Is the black horseman saddling his horse?

The seals kick off the Tribulation judgments. The first four of these are horses representing the Antichrist, war, famine, and sickness/death. The third seal's rider, Famine on the Black Horse, is holding a pair of scales in his hand. Bread was weighed this way during famines in Old and New Testament times and we know from Revelation 6:6 that during the Tribulation a quart of wheat that would make one loaf of bread will cost a day's pay. The Black Horseman is indicative of famine.

Famine during any epoch is a slow-moving disaster. It does not arrive suddenly like a hailstorm or a tornado. It takes root and spreads slowly. Famine is a process, not an event. That got me thinking about when the prophesied judgment of global a famine would begin. Although God can cause a famine to start suddenly because He can do anything, He did say that there would be birth pangs and birth pangs are part of a process that begins at a time certain (Israel created overnight) and continues in intensity until the birth. So the nature of famines and the fact of the prophesied birth pangs mean that famine would likely begin before the Black Horse and then continue in intensity until prophetic fulfillment during the trib. Backing up from the Third Seal judgment, when would have the prophesied Black Horseman famine begun? No one knows, but an internet-circulating map did catch my eye.

The conspiracy theorists and rumor mill news adherents have been forwarding a certain agricultural map. (left). It is from the Farm Service Agency. When farmers have experienced a 30% loss of any one crop in a county it can trigger a disaster request to the federal Farm Service Agency office in the affected state. I began searching for the map in context in order to confirm identity and because I wanted to see what other parts of the US were experiencing declared agricultural disasters. I found nothing. I let it percolate in my head while I went on with business.

Then yesterday I was reading the New York Times article titled "Closing out a season farmers want to forget", and came across this: "Plagued with inclement weather, disease and complications from both, farms throughout Connecticut, New Jersey and New York generally suffered one of the worst, if not the worst, growing season in memory. Mr. Botticello estimated his overall crop loss this year at about 45 percent. It takes a 30 percent loss of any single crop in a county to trigger a disaster request from the federal Farm Service Agency office in an affected state. Losses are still being tallied, but most counties in New York and New Jersey have been declared agricultural disaster areas, and Connecticut is awaiting word from the federal government on the same declaration for nearly all of its counties."

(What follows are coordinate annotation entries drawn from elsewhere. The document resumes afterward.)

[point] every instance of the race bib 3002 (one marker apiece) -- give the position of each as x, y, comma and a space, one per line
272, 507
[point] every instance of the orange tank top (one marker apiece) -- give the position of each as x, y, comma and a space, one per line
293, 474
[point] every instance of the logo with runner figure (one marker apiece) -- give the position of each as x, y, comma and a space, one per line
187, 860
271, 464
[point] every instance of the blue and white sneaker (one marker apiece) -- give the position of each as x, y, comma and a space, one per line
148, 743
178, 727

All or nearly all of CT, NY, and NJ declared agricultural disasters. Oh, my. Combined with an e-mail I'd sent out to my subscribers on Oct 31 (subscribe here) regarding reports that Illinois soybean and corn crops "are at their lowest levels in four decades because of the state's record rainfall, according to the Illinois Agriculture Department's statistics. Just 33 percent of the state's soybean crop has been brought in. The state's records don't ever show the harvest so slow," I renewed my search at the FSA site for the situation of declared agricultural disaster nationwide.

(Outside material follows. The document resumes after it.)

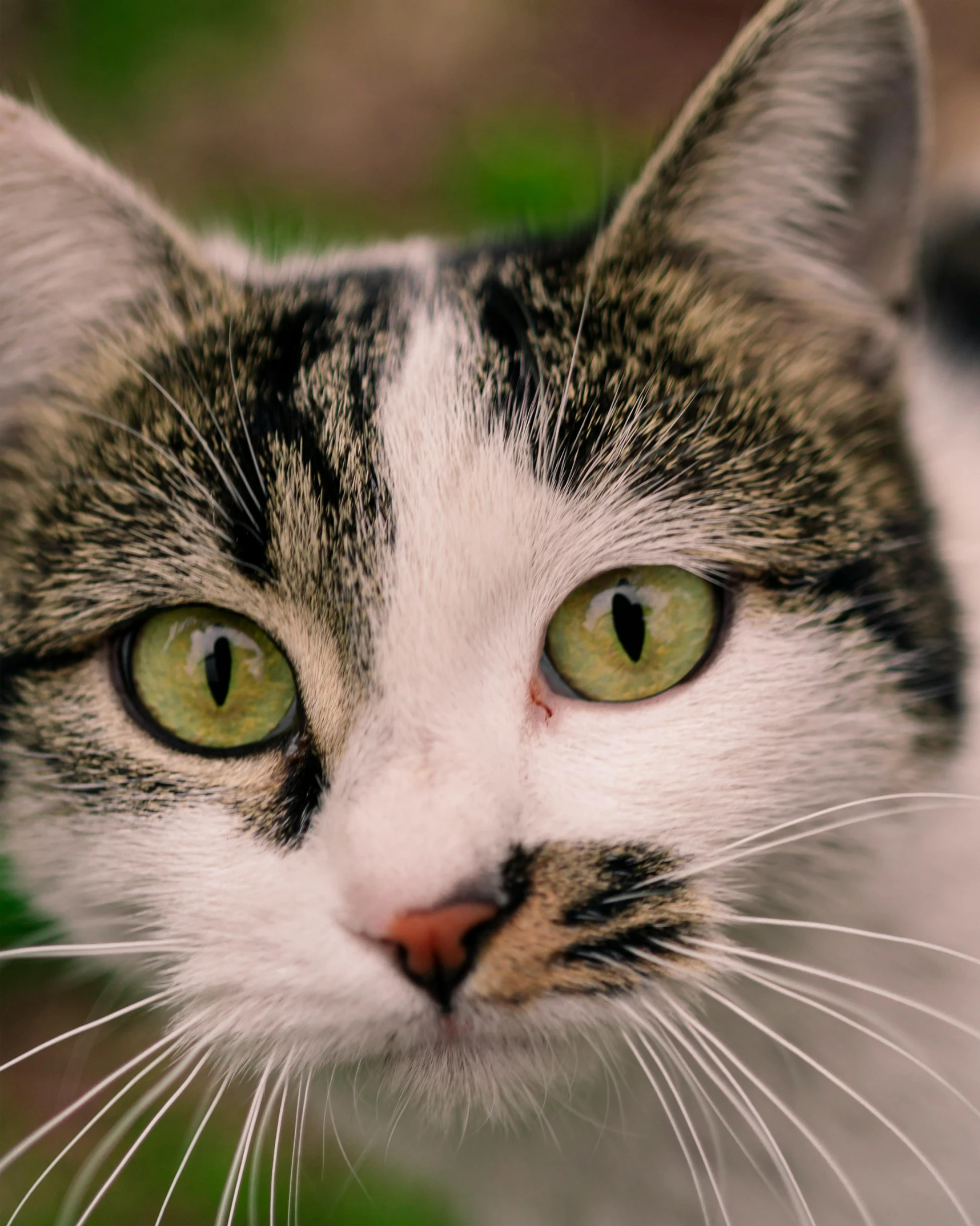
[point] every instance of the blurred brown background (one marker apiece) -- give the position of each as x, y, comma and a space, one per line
313, 118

Meanwhile, I had reported a few days ago that Wal-Mart marketing execs told a group of economists that families are not eating at the end of the month, and lining up at midnight, waiting for their direct deposited checks to clear so they can buy food. And this news just out moments ago, that "U.S. Department of Agriculture reports that at least 49 million Americans (14.6%) are food insecure, the highest number ever recorded. At least 5.7 percent of Americans had their eating patterns disrupted at times because they lacked money for food, the report finds."(Source: Twitter BNO)

I could not find a similar large-scale map showing the Midwest's declared disaster areas that I'd seen circulated so I did the only thing I knew how to do, count them manually. I looked at each state's listed declared disaster counties, and applied a percentage against total counties in that state. I did this for all 50 states and Washington DC. Then I did the math and found that 53% of American's counties have been declared an agricultural disaster since July 1.

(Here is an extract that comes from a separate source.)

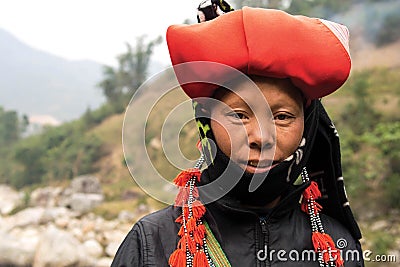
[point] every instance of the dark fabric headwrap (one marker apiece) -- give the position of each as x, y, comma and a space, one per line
319, 151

Further, there were 5 states where 100% of its counties had been declared an agricultural disaster: OK, ME, CT, DE, AL. Four states had 95% plus counties declared disasters: NY, NJ, FL, WA. Some NY farmers are declaring up to a 45% loss. So the disaster may be deeper than 30% in any given state and likely is.

That's a lot of numbers and information to take in, but the upshot is that here in America:

1. Since July 1st, over half of all of American's counties have been declared an agricultural disaster,
2. Families are not eating,
3. Birth pangs and Tribulation promise worse famine to come.